The dream of becoming light-skinned ends up in grim reality for many African women. Trying to improve their chances of getting a job or winning a husband, they resort to skin-bleaching creams and ointments.

But the toxic chemical mixtures can destroy not only the skin and body organs, but can also end up being fatal. As a result, more and more countries are banning such creams, yet sales of imported products from Europe continue to boom.

“I have lost my face,” says an ashamed Janet. She had repeatedly smeared herself with creams with such appealing names as “Light and Beautiful” or “Princess” on the packages.

“My girlfriends talked me into it,” she related. “I saw how pretty their skin had become and so I copied them. At first I also become lighter. But after two weeks I got black blotches all over. It burned terribly.”

Every day, many young women like Janet are to be found sitting in the waiting room of dermatologist Melanie Miyanji of the Aga Khan Hospital in the capital Nairobi.

“They have become poisoned by the idea of an ideal beauty and then they poisoned themselves,” says the doctor who is a fierce opponent of skin bleaching. The creams and ointments usually contain highly- toxic substances like quicksilver or hydrochinon, which have long ago been banned in cosmetic products in Europe.

“The chemicals slow down the production of melanin, a pigment which protects the skin from the sun and which is therefore especially important in our region,” Miyanji says.

“The skin becomes weak. Veins rise to the surface, with the paradoxic result that they make the skin darker. In places it becomes blacker than before,” she adds.

Worse, the blood vessels and skin pores are attacked and through them, the toxic substances enter the internal organs.

“This can end up being fatal, such as causing skin cancer or kidney failure,” the dermatologist points out.

In many African countries like Kenya, South Africa and Cameroon, such mixtures are officially banned. But home-made miracle pastes or imports from Europe continue to flood the market.

“This will remain the case so long as the motto is ‘light is beautiful’,” Miyanji says. She, like other skin bleaching opponents, blames wrong attitudes stemming from the past colonial era.

“The white man has the advantage. So people believe that lighter skin will guarantee them better jobs and better partners,” says Phillipa Musoke, a dermatologist at a clinic in the Ugandan capital of Kampala.

“When women see other women who have lighter skins and who are in higher positions, then many resort to bleaches in order also to have a chance,” she says.

Not only career chances are a motive.

In countries ranging from Uganda to Tanzania to Nigeria, young women bleach their skins in order to boost the value of their dowry. Also, many mothers in West Africa will have their babies’ noses clamped in the hope that the noses will appear thinner and therefore more “European”.

One strategy which Kenyan advertising expert Sameer Ambegoanker swears by is the “50-50 concept” which he admitted to a newspaper reporter.

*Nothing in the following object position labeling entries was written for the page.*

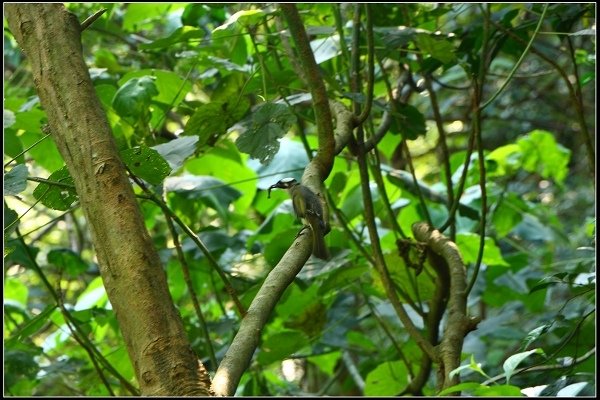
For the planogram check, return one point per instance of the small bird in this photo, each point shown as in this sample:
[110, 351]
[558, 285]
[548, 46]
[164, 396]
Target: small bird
[307, 207]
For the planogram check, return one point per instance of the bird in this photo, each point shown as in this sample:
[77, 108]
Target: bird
[308, 208]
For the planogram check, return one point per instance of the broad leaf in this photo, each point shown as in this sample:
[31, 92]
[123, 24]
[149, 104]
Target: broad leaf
[177, 151]
[267, 124]
[67, 260]
[146, 163]
[281, 345]
[15, 180]
[134, 97]
[513, 362]
[60, 196]
[388, 379]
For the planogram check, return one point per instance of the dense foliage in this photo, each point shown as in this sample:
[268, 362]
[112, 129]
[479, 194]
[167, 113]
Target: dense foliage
[492, 104]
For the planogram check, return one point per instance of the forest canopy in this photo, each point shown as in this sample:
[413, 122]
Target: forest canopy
[448, 153]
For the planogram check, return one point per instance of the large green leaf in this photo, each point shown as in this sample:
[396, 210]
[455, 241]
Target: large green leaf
[543, 155]
[210, 121]
[15, 180]
[263, 129]
[57, 197]
[408, 121]
[183, 34]
[214, 192]
[171, 87]
[134, 97]
[177, 151]
[388, 379]
[468, 243]
[68, 261]
[146, 163]
[281, 345]
[513, 361]
[225, 163]
[438, 48]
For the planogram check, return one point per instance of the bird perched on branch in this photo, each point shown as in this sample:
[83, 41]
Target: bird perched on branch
[307, 207]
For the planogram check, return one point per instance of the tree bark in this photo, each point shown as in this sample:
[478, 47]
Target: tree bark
[163, 360]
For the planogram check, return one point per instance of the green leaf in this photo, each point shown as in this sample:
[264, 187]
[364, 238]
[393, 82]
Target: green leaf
[513, 361]
[9, 119]
[16, 290]
[535, 334]
[543, 155]
[571, 390]
[210, 121]
[146, 164]
[32, 326]
[326, 48]
[57, 197]
[225, 163]
[171, 88]
[472, 366]
[134, 97]
[438, 48]
[289, 161]
[13, 146]
[67, 260]
[177, 151]
[140, 16]
[281, 345]
[468, 243]
[408, 121]
[509, 214]
[267, 124]
[341, 277]
[498, 391]
[388, 379]
[212, 192]
[15, 180]
[182, 34]
[326, 362]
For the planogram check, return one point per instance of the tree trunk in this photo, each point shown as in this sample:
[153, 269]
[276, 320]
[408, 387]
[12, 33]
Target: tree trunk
[163, 359]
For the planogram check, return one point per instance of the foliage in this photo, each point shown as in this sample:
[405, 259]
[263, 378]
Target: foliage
[209, 109]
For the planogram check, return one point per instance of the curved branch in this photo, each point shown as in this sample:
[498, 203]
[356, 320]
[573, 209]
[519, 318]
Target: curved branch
[247, 339]
[458, 323]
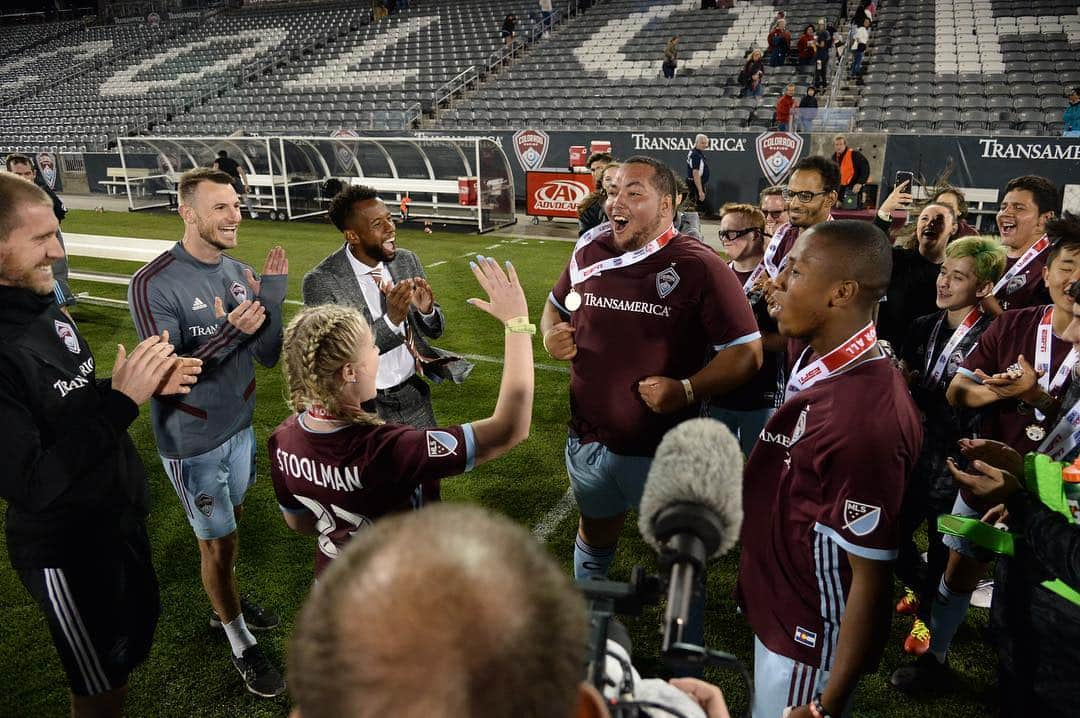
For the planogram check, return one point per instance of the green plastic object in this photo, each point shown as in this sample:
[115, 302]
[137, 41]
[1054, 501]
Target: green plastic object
[1042, 477]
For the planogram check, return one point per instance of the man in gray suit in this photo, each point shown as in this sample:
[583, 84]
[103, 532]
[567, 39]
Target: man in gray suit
[389, 286]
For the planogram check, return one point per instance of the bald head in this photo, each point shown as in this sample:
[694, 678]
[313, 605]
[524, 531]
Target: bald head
[858, 251]
[447, 611]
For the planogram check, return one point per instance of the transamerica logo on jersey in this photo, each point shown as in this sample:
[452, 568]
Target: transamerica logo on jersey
[66, 333]
[441, 444]
[777, 152]
[239, 292]
[666, 281]
[861, 518]
[531, 148]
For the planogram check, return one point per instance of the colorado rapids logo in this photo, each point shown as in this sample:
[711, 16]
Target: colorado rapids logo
[666, 281]
[531, 148]
[66, 333]
[861, 518]
[239, 292]
[777, 152]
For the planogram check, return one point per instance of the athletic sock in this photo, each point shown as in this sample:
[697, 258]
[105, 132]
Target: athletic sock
[590, 561]
[946, 615]
[240, 637]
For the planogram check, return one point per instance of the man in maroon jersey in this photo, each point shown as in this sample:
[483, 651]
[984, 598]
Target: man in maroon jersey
[638, 312]
[1029, 202]
[1021, 366]
[811, 192]
[824, 485]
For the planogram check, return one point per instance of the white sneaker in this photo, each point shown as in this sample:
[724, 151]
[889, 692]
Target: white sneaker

“One parent white, the other black – when such a girl enters a bar, the men’s heads turn toward her. Every woman wants to look that way,” he said.

This is precisely what dermatologist Miyanji wants to talk her patients out of.

“When one comes to me because she wants to be lighter, then I say to her, ‘you are black and you will stay that way, for that is your heritage. It is a beautiful heritage. Black is beautiful’.”